Overall survival (a, b) and event-free survival (c, d) according to ALC at the end of remission induction therapy and minimal residual disease (MRD) status (neg, negative; pos, positive).
DISCUSSION
We assessed the prognostic impact of ALC at the end of remission induction in the context of contemporary MRD-directed therapy. We found that a higher ALC (≥ 500 cell/μL) was significantly more prevalent among patients with B-lineage than T-lineage ALL, in those with favorable presenting features, and in those who had a good response to remission induction therapy and achieved MRD negativity on day 43. Patients with higher ALC at the end of induction also had higher leukocyte and platelet counts at the same time point. Both OS and EFS were superior among patients with higher ALC, but only the association with OS was statistically significant in a univariate analysis. ALC was not significantly associated with EFS or OS after adjusting for other risk factors, including age, leukocyte count, lineage, risk group, and MRD.
A recent COG study that showed that end-of-induction ALC is a significant predictor of outcome in children with ALL even after accounting for MRD.6 Several factors may explain the differences between the COG report and our findings. First, remission induction therapy on the COG trials consisted of 3 or 4 drugs given over a 4-week period, whereas the Total Therapy XV trial included 8 drugs in a 6-week induction period. Thus, ALC and MRD were evaluated at day 29 in the COG study and at approximately day 43 after more intensive therapy in our study.
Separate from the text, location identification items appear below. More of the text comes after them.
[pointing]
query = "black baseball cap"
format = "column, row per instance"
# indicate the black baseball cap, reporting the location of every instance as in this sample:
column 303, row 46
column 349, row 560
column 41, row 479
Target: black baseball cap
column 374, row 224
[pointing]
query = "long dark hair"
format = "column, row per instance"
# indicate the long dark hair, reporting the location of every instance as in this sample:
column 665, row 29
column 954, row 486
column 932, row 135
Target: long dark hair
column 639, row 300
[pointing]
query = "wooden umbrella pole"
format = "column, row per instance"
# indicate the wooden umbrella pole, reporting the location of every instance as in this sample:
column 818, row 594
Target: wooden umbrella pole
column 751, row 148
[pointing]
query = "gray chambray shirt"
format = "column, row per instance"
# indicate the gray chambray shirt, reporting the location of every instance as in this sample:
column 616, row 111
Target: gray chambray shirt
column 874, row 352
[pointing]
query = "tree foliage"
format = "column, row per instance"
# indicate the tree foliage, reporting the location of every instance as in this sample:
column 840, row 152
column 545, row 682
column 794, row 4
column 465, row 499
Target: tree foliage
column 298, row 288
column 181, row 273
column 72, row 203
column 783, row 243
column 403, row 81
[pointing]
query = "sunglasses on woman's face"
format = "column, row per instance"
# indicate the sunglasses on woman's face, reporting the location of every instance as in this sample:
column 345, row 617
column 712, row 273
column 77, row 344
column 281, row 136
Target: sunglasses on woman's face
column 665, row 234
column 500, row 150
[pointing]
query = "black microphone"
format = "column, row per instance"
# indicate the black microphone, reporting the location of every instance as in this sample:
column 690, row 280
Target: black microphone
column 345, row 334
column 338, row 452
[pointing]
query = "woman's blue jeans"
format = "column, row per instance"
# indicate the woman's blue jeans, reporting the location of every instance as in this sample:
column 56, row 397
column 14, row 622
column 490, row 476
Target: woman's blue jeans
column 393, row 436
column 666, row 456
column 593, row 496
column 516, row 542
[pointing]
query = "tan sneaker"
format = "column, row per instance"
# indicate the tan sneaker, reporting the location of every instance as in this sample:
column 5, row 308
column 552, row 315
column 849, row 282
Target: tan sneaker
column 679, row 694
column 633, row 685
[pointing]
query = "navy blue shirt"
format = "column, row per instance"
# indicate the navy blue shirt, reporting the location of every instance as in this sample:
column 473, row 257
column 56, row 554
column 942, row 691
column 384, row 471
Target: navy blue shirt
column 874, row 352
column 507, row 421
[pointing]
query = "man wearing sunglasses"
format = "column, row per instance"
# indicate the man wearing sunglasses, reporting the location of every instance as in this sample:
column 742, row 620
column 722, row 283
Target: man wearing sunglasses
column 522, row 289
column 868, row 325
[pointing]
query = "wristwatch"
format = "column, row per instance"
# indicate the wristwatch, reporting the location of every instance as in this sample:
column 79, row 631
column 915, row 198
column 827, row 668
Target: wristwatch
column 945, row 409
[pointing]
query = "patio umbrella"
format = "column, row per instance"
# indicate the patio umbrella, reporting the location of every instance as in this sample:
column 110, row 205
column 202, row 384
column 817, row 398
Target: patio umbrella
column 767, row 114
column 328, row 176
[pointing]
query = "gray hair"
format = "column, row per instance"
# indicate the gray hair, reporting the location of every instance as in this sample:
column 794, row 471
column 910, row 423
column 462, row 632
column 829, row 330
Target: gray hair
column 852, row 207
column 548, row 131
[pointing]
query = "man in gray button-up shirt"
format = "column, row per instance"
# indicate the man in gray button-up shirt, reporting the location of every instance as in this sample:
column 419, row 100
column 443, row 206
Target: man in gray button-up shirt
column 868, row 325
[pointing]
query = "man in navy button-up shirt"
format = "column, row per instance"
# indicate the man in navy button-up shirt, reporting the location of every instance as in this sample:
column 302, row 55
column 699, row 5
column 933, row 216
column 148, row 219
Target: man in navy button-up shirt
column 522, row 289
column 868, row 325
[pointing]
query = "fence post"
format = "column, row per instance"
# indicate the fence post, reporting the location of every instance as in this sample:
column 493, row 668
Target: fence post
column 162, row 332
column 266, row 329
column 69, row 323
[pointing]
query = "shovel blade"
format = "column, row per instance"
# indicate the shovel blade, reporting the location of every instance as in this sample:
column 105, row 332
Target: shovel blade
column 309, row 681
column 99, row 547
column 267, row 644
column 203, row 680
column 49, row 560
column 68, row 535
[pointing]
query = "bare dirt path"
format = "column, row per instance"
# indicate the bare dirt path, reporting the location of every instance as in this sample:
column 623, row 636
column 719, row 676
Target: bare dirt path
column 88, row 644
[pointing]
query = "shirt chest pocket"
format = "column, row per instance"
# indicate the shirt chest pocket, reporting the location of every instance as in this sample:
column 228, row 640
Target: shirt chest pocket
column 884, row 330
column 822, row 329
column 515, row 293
This difference in timing and intensity of therapy was reflected in higher ALC values in the COG study (median, 2280 cells/μl; range, 192–9890 cells/μl) than in our study (median, 1024 cells/μl; range, 120–6942 cells/μl). The most important difference, however, was the outcome for MRD-positive patients in the two studies. In the COG report, relapse-free survival and OS rates for patients with low ALC and positive MRD were 33% and 41% respectively, compared with EFS and OS rates of 69% and 77% for the corresponding group in our study. In the COG study, ALC identified MRD-positive patients with dismal or very good OS rates (41% vs. 92% for those with low or high ALC, respectively), whereas ALC was not associated with survival among MRD-positive patients in our study (77% vs. 84%).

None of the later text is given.